Montreal police say they’re investigating a mock decapitation in effigy of Quebec’s labour minister at a Saturday protest.

A widely circulating video shows a crowd at a workers’ march cheering as a demonstrator decapitates an effigy of Jean Boulet with a makeshift guillotine.

The incident sparked outrage across the political class.

“I’ve just seen the images and I’m as disgusted as I am shocked,” Parti Québécois Leader Paul St-Pierre Plamondon wrote on social media.

“This gesture is unacceptable!” Ian Lafrenière, Quebec’s deputy premier and domestic security minister, said in his own post.

“This type of action has no place in our society,” Quebec Liberal Party Leader Charles Milliard said.

Montreal police spokesperson Samantha Velandia declined to provide further details on the investigation, saying it would risk undermining police efforts.

Demonstrators defended the action.

“This carnivalesque performance evoked a historic symbol of public anger against disconnected elites,” Alliance Ouvrière, the activist group behind the action, said in a statement on Monday.

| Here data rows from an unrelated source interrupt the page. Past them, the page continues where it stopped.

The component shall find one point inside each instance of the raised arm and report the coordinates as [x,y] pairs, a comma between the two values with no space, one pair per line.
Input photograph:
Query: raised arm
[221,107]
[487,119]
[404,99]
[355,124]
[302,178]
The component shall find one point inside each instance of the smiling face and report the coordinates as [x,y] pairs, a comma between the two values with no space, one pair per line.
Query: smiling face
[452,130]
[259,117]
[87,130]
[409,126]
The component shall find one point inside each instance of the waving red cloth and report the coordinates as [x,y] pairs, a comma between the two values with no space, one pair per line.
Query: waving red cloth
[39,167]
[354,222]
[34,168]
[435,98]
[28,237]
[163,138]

“The real threat for democracy isn’t papier mâché puppets, but measures that first serve the interest of elites,” the group said.

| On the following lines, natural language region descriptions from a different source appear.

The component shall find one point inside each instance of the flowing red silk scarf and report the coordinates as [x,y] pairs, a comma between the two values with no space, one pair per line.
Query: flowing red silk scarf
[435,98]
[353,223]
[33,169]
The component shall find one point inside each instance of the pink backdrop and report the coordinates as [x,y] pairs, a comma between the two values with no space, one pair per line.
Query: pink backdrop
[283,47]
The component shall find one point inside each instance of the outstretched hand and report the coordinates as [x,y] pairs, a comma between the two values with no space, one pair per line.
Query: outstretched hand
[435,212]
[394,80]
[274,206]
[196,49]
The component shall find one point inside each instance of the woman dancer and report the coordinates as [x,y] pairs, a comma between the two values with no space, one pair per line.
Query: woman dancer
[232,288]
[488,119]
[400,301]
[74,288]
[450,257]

“The CAQ government presents bill after bill attacking workers’ rights and fundamental freedoms,” the statement continued. “The working class is done apologizing!”

The union organizations behind the protest — the CSD, CSN, CSQ and FTQ — said in a statement that they “dissociate entirely from this isolated action.”

The protest “marked International Workers’ Day, uniting thousands of protesters from all the union organizations, from community groups, from citizen organizations and student associations, who marched peacefully through the streets of Montreal from beginning to end,” the statement said.

“Unions had the responsibility to denounce the actions undertaken at the protest, which they did quickly,” Quebec Premier Christine Fréchette said on social media. “I’m convinced that it’s possible to make progress constructively, without violence or threats.”

Reached for comment, a spokesperson for Boulet said only: “We’re evaluating the situation and aren’t ruling out any possibility.”

The labour minister has been criticized in recent months by Quebec’s unions, which have called his recent legislation an attempt at “muzzling” them.

Bill 3, which passed into law in April, restricts unions’ ability to fund court challenges and political activities.

The Barreau du Québec, which represents the province’s lawyers, has also spoken out against the legislation, warning that it risks undermining democratic rights.